Draft a one-page business brief

Mara Ellison
Product & founders · 3 min read · Jul 2026

Talk your idea through with a specialist and turn it into a one-page brief: the problem, the plan, who it is for, and the ask. Cut everything that does not earn its place, share it, and let a team or partner grasp it in two minutes instead of a meeting.

A one-pager forces clarity. If the thinking does not fit on a page, it is not finished yet.

Step by step

  1. 1

    Talk it through

    Think out loud with a specialist so the messy idea gets sharper before you write.

  2. 2

    Name the problem and plan

    State the problem, the plan to solve it, and who it is for — plainly.

  3. 3

    Cut to one page

    Remove anything that does not earn its place. One page is the discipline.

  4. 4

    Share and act

    Send it round; a good brief replaces a meeting and ends in a decision.

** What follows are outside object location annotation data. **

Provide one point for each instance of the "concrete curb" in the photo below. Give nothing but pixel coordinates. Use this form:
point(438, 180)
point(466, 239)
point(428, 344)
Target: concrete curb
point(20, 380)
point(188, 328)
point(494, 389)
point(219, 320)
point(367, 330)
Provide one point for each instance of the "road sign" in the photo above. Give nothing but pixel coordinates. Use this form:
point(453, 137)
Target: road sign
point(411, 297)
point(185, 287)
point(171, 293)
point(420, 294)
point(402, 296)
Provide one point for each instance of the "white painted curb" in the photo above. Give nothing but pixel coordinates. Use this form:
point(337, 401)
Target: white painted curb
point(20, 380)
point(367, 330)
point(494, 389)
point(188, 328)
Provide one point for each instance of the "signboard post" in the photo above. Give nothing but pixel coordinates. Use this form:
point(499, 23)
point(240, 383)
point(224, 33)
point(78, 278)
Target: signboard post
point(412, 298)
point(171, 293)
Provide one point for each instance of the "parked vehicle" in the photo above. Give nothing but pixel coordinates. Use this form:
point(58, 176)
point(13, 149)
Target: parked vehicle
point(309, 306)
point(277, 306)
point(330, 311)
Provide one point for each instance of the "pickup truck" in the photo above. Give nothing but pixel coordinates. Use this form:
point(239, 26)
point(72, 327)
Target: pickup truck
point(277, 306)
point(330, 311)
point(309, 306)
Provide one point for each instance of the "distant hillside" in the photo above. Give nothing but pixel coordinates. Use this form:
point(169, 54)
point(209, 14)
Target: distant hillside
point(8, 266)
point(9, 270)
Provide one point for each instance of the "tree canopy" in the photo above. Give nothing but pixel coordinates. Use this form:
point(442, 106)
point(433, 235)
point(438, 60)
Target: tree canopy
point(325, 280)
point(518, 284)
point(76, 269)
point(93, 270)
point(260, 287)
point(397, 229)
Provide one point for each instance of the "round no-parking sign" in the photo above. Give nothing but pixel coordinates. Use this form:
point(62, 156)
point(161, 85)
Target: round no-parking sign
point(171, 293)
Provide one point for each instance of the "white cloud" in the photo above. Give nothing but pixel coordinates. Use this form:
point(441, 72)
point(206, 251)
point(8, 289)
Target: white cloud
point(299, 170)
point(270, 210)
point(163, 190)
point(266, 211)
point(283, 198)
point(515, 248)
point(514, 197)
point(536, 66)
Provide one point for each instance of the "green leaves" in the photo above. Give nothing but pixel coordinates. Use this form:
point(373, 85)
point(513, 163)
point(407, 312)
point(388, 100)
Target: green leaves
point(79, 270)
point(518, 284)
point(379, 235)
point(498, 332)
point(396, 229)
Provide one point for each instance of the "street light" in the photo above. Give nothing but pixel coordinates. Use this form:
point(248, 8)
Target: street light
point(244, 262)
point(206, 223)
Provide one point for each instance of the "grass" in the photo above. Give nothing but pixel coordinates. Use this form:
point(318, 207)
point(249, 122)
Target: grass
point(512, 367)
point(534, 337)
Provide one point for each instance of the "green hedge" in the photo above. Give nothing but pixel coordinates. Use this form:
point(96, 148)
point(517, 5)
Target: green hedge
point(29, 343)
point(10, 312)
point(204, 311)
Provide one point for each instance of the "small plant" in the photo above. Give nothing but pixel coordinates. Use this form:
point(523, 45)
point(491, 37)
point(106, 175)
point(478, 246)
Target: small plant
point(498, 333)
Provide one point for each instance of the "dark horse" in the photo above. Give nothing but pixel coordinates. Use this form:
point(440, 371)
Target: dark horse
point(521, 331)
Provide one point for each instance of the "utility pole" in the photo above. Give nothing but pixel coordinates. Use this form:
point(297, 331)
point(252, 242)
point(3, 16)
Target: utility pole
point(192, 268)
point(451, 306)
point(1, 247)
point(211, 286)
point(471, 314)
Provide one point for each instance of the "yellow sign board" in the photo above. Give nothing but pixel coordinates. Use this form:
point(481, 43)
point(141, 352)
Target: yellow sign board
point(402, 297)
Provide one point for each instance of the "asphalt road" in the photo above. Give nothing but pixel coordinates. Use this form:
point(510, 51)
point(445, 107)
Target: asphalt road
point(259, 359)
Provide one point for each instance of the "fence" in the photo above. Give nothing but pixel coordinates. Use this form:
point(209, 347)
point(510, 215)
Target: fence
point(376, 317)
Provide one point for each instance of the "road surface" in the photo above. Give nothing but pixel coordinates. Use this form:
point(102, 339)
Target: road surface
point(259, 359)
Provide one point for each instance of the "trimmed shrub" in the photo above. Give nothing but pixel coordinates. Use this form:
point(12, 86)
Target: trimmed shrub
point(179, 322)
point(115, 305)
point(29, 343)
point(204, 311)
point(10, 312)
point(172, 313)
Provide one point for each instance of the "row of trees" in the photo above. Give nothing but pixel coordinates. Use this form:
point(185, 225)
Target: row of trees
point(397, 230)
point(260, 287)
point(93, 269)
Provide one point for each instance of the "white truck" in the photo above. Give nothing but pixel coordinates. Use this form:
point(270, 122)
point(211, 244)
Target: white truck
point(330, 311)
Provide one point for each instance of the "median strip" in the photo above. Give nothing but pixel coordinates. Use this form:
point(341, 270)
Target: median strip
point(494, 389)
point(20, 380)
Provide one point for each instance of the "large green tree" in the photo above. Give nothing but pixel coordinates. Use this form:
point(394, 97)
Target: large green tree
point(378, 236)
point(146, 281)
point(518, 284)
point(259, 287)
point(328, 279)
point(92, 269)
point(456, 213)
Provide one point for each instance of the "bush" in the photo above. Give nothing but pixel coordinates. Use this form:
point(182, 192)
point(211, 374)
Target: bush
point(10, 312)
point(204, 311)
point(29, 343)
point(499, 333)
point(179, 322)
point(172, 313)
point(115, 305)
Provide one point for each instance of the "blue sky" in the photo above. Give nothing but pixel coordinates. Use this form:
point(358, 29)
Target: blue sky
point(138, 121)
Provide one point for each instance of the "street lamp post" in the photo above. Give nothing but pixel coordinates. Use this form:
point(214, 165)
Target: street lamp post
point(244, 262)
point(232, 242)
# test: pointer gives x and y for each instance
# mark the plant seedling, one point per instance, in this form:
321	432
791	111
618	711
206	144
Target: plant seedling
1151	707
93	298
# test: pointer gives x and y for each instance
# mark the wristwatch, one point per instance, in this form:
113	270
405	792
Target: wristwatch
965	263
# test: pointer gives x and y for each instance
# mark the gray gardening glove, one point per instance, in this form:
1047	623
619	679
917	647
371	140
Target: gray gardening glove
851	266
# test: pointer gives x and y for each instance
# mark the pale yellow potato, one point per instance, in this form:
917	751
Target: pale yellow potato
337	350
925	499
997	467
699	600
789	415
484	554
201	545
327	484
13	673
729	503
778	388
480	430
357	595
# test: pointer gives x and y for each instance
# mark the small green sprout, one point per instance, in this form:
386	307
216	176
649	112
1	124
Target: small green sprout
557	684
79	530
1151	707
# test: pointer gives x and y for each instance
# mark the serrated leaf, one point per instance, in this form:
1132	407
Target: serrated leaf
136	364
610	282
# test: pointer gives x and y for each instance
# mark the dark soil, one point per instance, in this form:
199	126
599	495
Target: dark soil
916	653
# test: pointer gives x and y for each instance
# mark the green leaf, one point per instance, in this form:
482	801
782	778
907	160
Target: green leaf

If it does not fit, it is not clear

The one-page limit is the point. Forcing the problem, plan, and ask onto a single page is what turns a vague idea into something a team can act on.

Key terms

Brief.
A one-page summary of the problem, the plan, and what you want to happen.
The ask.
The single decision or action you want from whoever reads the brief.

FAQ

What goes in a one-page brief?

The problem, who it affects, the plan, and the ask — plus just enough context to make the case. Nothing that does not earn its place.

How is a brief different from a deck?

A brief is a fast read for a decision; a deck walks an audience through the story. Start with the brief, build the deck if you need to present.